Late on a Monday night in Bogotá, Colombia’s Defense Minister Pedro Sánchez raced across the city for another emergency meeting. Two congressional candidates had been kidnapped that day. With elections five days away, security had stopped being one campaign issue among many and become the only one that mattered.

Colombians will vote on March 8 to elect 102 senators and 186 lower house members, and participate in three interparty presidential consultations. They will do so under the heaviest security deployment in recent memory, in the shadow of a political assassination that has haunted the campaign from the start.

The Uribe Turbay Effect

What distinguishes this electoral cycle is a single event. On June 7, 2025, Senator Miguel Uribe Turbay was shot at point-blank range during a campaign rally in Bogotá. He died two months later, becoming the first high-profile political assassination in Colombia in decades. The 38-year-old Centro Democrático senator and presidential pre-candidate was the son of journalist Diana Turbay, killed during a botched rescue from Pablo Escobar’s kidnappers in 1991.
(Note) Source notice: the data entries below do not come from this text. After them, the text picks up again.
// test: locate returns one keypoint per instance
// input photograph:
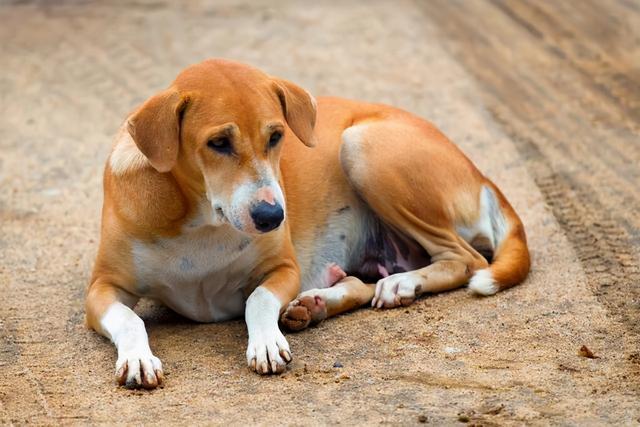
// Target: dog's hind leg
(417, 183)
(315, 305)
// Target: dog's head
(221, 124)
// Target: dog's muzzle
(266, 216)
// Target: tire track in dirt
(590, 190)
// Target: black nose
(266, 217)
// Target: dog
(215, 204)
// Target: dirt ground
(544, 97)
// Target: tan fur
(374, 159)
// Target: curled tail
(511, 261)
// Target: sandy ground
(71, 71)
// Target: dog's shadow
(178, 338)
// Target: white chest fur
(199, 274)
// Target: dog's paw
(268, 352)
(399, 289)
(304, 311)
(135, 370)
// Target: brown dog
(194, 214)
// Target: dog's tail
(511, 262)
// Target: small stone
(585, 352)
(463, 418)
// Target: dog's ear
(299, 109)
(155, 128)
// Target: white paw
(397, 289)
(137, 369)
(268, 352)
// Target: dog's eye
(275, 138)
(220, 144)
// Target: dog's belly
(357, 241)
(200, 275)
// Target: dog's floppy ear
(299, 109)
(155, 128)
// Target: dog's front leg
(109, 313)
(268, 351)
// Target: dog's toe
(139, 372)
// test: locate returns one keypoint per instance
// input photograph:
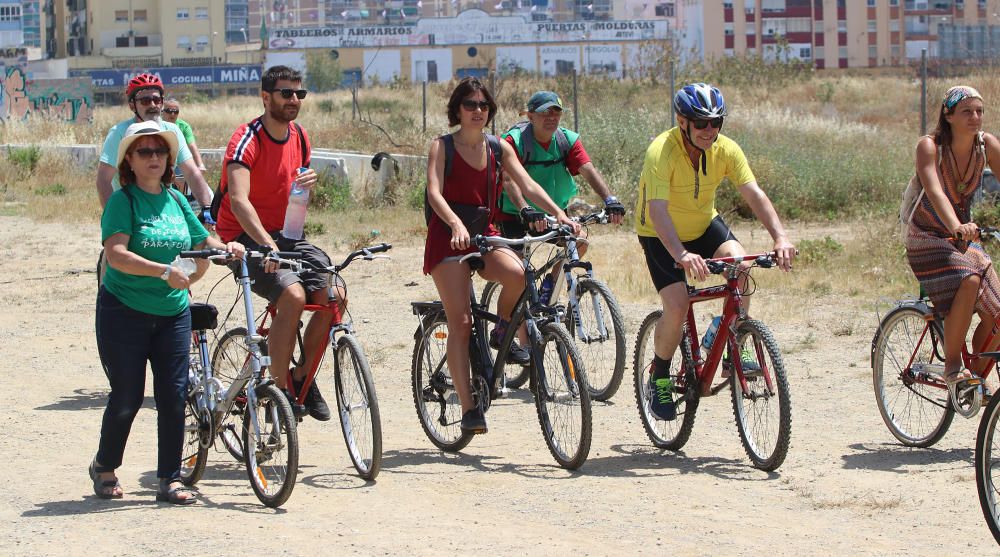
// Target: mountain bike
(556, 371)
(593, 317)
(268, 438)
(907, 361)
(357, 402)
(748, 353)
Colombia Braces for Elections Under Shadow of Violence. (Photo Internet reproduction)

The killing reshaped the political landscape. Uribe Turbay had been leading presidential polls at the time of his death, and his father took up the family banner as a pre-candidate. Nine people have been detained; authorities point to the Segunda Marquetalia, a FARC splinter group. But the intellectual authors remain unidentified.

A Cascade of Threats

Since then, every alert triggers emergency protocols. This week, Medellín’s mayor and Antioquia’s governor cancelled a visit to the country’s largest hydroelectric dam after a FARC dissident drone attack warning. The army confirmed the group’s capability but denied knowledge of the specific threat.
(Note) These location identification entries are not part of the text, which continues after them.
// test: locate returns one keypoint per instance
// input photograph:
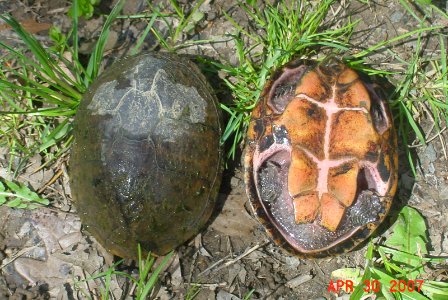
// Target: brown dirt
(233, 255)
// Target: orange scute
(306, 208)
(352, 135)
(312, 86)
(302, 174)
(306, 125)
(342, 182)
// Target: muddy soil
(45, 255)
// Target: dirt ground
(45, 255)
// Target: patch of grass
(143, 285)
(400, 267)
(18, 195)
(176, 27)
(40, 89)
(282, 32)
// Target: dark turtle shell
(321, 158)
(146, 164)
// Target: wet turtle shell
(321, 158)
(146, 164)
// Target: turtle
(320, 161)
(146, 163)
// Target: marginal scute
(306, 207)
(353, 95)
(313, 87)
(311, 119)
(332, 211)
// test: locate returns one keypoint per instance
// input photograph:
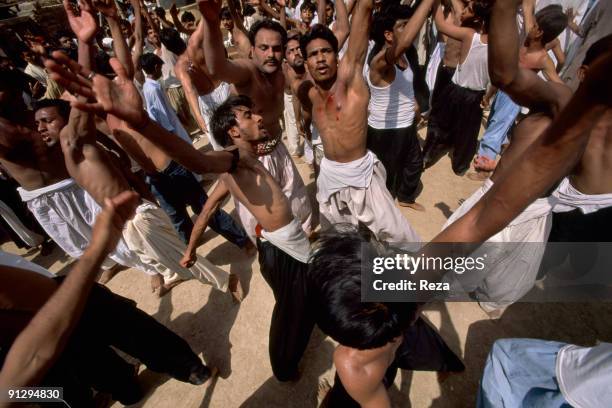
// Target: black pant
(454, 125)
(400, 153)
(89, 361)
(422, 350)
(292, 318)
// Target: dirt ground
(235, 338)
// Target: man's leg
(521, 373)
(293, 137)
(504, 114)
(292, 320)
(411, 167)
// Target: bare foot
(235, 288)
(250, 249)
(415, 206)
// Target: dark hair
(225, 14)
(597, 49)
(172, 40)
(187, 16)
(224, 117)
(385, 20)
(267, 24)
(149, 61)
(552, 21)
(62, 106)
(318, 31)
(334, 281)
(308, 6)
(482, 15)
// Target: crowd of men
(97, 127)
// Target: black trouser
(292, 318)
(89, 361)
(422, 350)
(400, 153)
(454, 125)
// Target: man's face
(306, 15)
(153, 37)
(329, 13)
(268, 50)
(293, 54)
(321, 60)
(49, 123)
(227, 23)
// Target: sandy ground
(235, 338)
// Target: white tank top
(208, 103)
(392, 106)
(473, 73)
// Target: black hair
(385, 20)
(172, 40)
(267, 24)
(597, 49)
(552, 21)
(149, 61)
(308, 6)
(225, 14)
(187, 16)
(62, 106)
(224, 118)
(334, 281)
(318, 31)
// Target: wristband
(235, 159)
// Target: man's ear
(582, 71)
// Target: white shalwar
(356, 192)
(284, 171)
(151, 236)
(511, 269)
(67, 213)
(569, 199)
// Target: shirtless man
(283, 246)
(351, 183)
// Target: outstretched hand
(109, 223)
(118, 97)
(84, 25)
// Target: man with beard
(351, 184)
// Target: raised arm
(109, 10)
(550, 158)
(212, 205)
(409, 33)
(448, 28)
(522, 85)
(43, 340)
(235, 72)
(351, 65)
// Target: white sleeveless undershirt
(392, 106)
(473, 73)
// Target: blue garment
(159, 109)
(521, 373)
(176, 188)
(503, 114)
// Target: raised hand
(106, 7)
(84, 25)
(118, 97)
(210, 9)
(109, 223)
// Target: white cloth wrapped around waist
(334, 176)
(291, 240)
(539, 208)
(29, 195)
(569, 198)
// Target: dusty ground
(235, 338)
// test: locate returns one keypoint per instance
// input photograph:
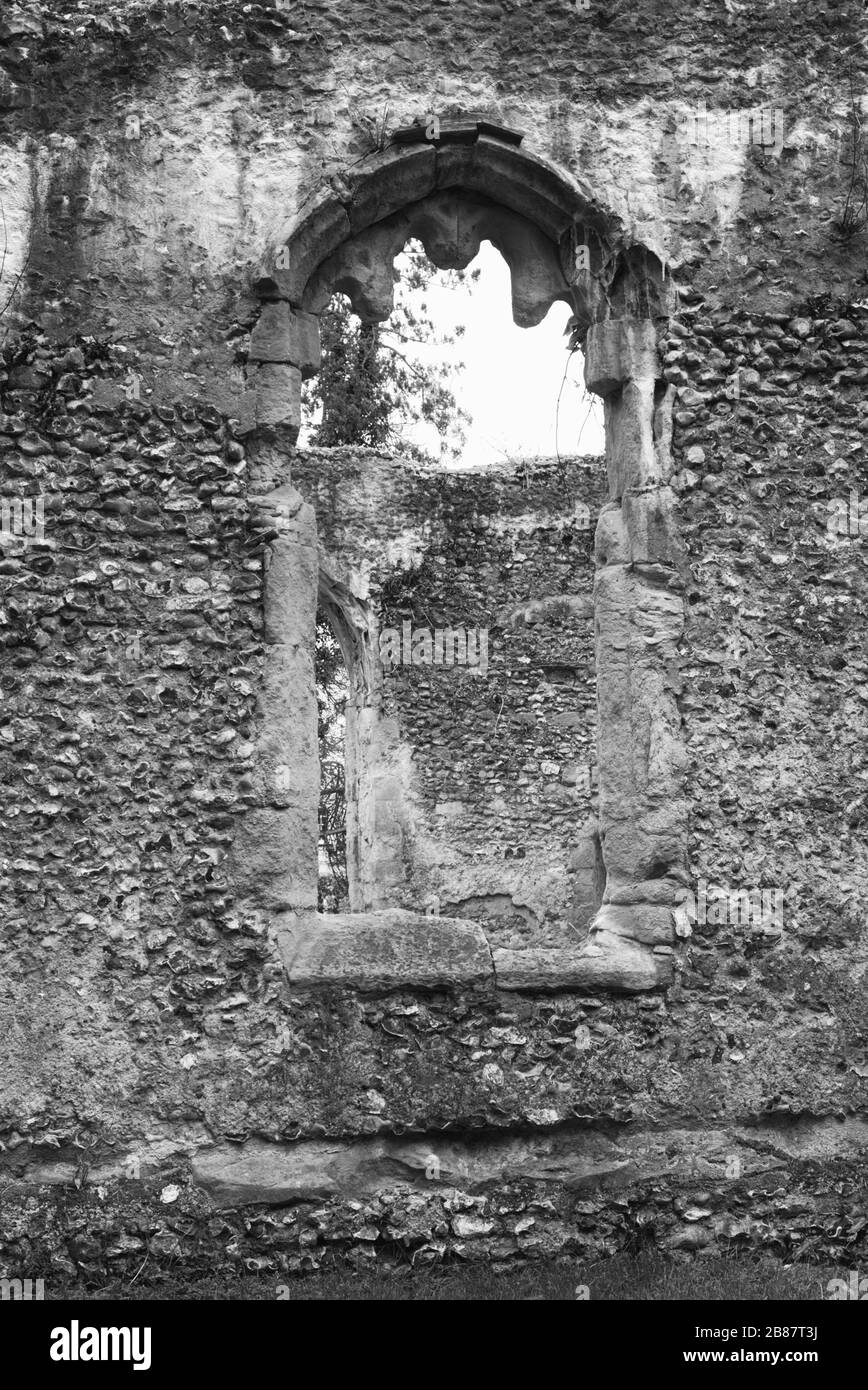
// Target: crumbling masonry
(519, 1041)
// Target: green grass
(622, 1278)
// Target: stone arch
(475, 184)
(451, 193)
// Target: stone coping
(398, 950)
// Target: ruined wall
(160, 1070)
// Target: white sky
(512, 375)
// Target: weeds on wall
(854, 213)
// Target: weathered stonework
(518, 1018)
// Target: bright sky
(512, 375)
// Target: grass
(623, 1278)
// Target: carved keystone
(618, 350)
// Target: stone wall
(195, 1066)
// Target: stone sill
(395, 950)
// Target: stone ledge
(381, 951)
(397, 950)
(607, 962)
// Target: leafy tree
(333, 888)
(373, 388)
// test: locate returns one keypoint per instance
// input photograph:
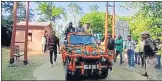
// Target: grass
(20, 72)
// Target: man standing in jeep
(150, 57)
(111, 45)
(69, 29)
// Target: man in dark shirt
(150, 58)
(70, 28)
(53, 42)
(111, 45)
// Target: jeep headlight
(103, 59)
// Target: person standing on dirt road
(149, 51)
(69, 29)
(141, 50)
(130, 46)
(53, 42)
(80, 28)
(111, 45)
(119, 49)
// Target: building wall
(36, 43)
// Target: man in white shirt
(44, 42)
(130, 46)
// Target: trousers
(51, 52)
(150, 68)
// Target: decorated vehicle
(82, 57)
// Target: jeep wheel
(104, 73)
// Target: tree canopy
(97, 21)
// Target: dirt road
(119, 72)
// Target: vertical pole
(26, 34)
(12, 47)
(106, 26)
(113, 22)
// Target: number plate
(90, 67)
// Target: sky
(85, 6)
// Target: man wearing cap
(150, 57)
(119, 48)
(130, 46)
(141, 49)
(111, 45)
(80, 28)
(53, 42)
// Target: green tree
(50, 11)
(148, 18)
(94, 8)
(97, 21)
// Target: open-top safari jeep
(82, 56)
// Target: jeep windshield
(82, 40)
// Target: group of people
(145, 51)
(80, 28)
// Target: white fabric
(131, 45)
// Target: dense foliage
(148, 18)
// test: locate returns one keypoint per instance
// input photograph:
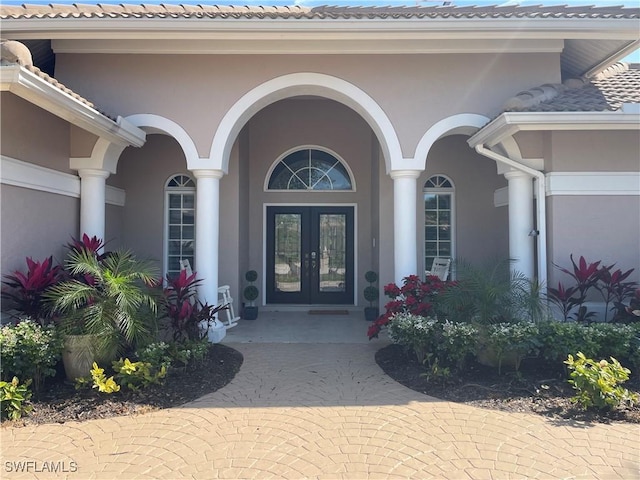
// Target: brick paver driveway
(321, 411)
Two congressional candidates disappeared in remote regions last week; both were released. Their kidnappings followed Senator Aída Quilcué’s abduction in Cauca on February 10. The Defensoría del Pueblo now lists 69 municipalities at critical alert, with 457 death threats registered against political leaders during the campaign.

The Violence You Cannot See

But the most insidious threat is the quietest. Javier Flórez of the Fundación Ideas para la Paz estimates that 1.5 to 2 million voters, roughly 10% of the effective electorate, face armed pressure on their vote. In hundreds of municipalities under armed group control, campaigns are permitted but the outcome is already decided by whoever holds the guns.
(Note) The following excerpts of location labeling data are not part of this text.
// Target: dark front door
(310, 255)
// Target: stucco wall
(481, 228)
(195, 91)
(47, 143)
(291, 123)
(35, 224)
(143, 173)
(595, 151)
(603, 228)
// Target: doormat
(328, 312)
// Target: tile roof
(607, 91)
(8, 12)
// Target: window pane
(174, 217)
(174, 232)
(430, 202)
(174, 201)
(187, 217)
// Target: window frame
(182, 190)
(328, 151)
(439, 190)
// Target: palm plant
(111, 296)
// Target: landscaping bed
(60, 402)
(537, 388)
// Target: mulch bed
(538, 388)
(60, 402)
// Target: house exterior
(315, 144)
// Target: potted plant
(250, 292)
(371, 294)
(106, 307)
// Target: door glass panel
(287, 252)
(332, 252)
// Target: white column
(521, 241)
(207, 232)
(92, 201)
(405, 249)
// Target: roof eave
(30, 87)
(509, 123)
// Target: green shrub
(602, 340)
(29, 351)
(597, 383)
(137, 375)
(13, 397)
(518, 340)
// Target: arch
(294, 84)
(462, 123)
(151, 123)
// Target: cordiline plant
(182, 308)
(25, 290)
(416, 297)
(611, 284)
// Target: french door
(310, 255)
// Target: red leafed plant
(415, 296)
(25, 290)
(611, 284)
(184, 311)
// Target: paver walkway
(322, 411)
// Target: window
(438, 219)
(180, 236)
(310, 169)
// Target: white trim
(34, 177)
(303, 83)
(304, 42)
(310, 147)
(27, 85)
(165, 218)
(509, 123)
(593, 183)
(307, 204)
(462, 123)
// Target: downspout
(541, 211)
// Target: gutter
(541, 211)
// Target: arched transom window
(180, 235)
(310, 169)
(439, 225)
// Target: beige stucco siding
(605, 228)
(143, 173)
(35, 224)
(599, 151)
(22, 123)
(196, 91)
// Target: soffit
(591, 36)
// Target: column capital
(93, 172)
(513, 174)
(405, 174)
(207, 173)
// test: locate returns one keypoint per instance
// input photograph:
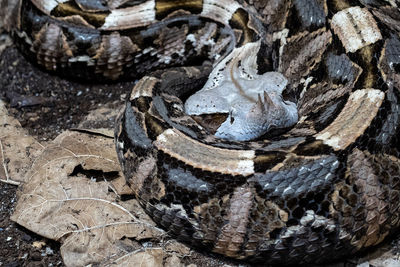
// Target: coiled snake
(324, 185)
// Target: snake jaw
(254, 102)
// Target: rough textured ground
(46, 105)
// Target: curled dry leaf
(72, 195)
(17, 149)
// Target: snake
(322, 187)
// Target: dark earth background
(46, 105)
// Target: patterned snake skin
(327, 187)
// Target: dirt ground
(47, 105)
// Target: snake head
(254, 102)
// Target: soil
(46, 105)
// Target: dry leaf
(148, 258)
(17, 149)
(69, 196)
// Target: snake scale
(323, 188)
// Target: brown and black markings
(325, 188)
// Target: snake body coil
(324, 188)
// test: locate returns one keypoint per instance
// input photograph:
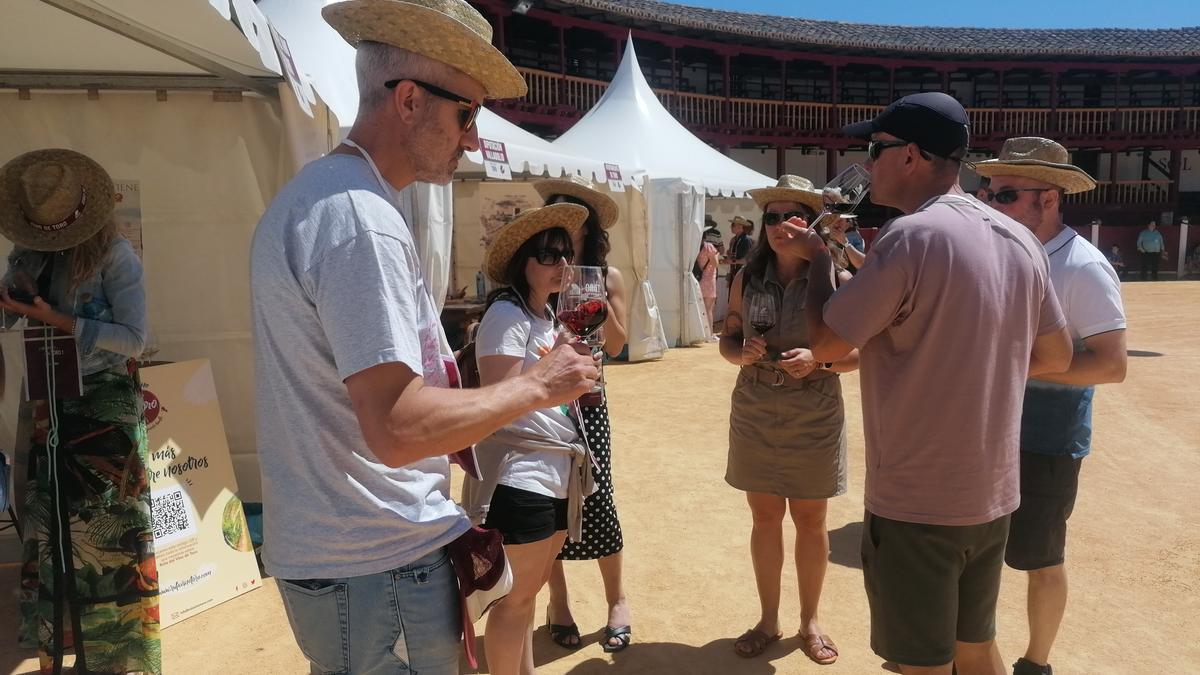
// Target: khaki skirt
(787, 440)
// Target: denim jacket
(109, 308)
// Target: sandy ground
(1134, 549)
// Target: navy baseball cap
(935, 121)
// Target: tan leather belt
(774, 377)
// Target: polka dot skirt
(601, 530)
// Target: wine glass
(844, 192)
(761, 312)
(583, 308)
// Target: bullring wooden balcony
(570, 96)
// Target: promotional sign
(612, 174)
(499, 203)
(202, 541)
(496, 159)
(52, 364)
(129, 211)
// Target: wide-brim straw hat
(517, 231)
(581, 189)
(450, 31)
(790, 189)
(1039, 159)
(53, 199)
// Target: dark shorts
(1037, 537)
(930, 586)
(523, 517)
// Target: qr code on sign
(172, 515)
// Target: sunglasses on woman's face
(551, 256)
(772, 220)
(1012, 195)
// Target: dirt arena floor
(1133, 559)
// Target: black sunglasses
(1012, 193)
(468, 108)
(551, 256)
(876, 148)
(772, 220)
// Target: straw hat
(581, 189)
(450, 31)
(513, 236)
(54, 199)
(1039, 159)
(790, 189)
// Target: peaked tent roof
(629, 126)
(528, 153)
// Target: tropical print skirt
(89, 580)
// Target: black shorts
(1037, 537)
(930, 586)
(523, 517)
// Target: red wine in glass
(762, 327)
(586, 317)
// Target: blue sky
(983, 13)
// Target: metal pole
(1183, 248)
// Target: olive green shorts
(930, 586)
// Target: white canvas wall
(207, 171)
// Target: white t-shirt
(1086, 285)
(508, 330)
(336, 288)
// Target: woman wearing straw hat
(787, 426)
(88, 507)
(601, 529)
(538, 463)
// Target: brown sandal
(814, 644)
(757, 640)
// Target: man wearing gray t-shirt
(952, 311)
(354, 377)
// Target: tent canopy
(630, 126)
(132, 39)
(203, 167)
(529, 154)
(329, 61)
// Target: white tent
(531, 159)
(193, 114)
(329, 63)
(629, 125)
(527, 153)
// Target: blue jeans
(406, 620)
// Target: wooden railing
(694, 109)
(1149, 120)
(850, 114)
(1125, 192)
(1085, 121)
(553, 90)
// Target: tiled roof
(1157, 43)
The UN recorded 18 homicides and 126 attacks against political leaders in Colombia in 2025. In Cauca, candidates report armed checkpoints blocking campaign travel. Analysts note that not all incidents are genuine — some candidates may exaggerate threats for publicity, complicating the government’s task of separating real dangers from manufactured ones.

Deployment and Defiance

The government’s response is massive presence. Defense Minister Sánchez announced 246,000 uniformed personnel guarding more than 12,000 polling stations, with drone-jamming systems. The ELN guerrilla declared a ceasefire from March 7 to 10, though Sánchez dismissed it, citing broken promises in December when soldiers were killed despite a similar pledge.

The stakes extend beyond March 8. Presidential elections follow on May 31 and a potential runoff on June 22. For young Colombian politicians who grew up believing the worst was history, Uribe Turbay’s death was a brutal correction — they now feel what older generations felt during the assassinations of the 1980s.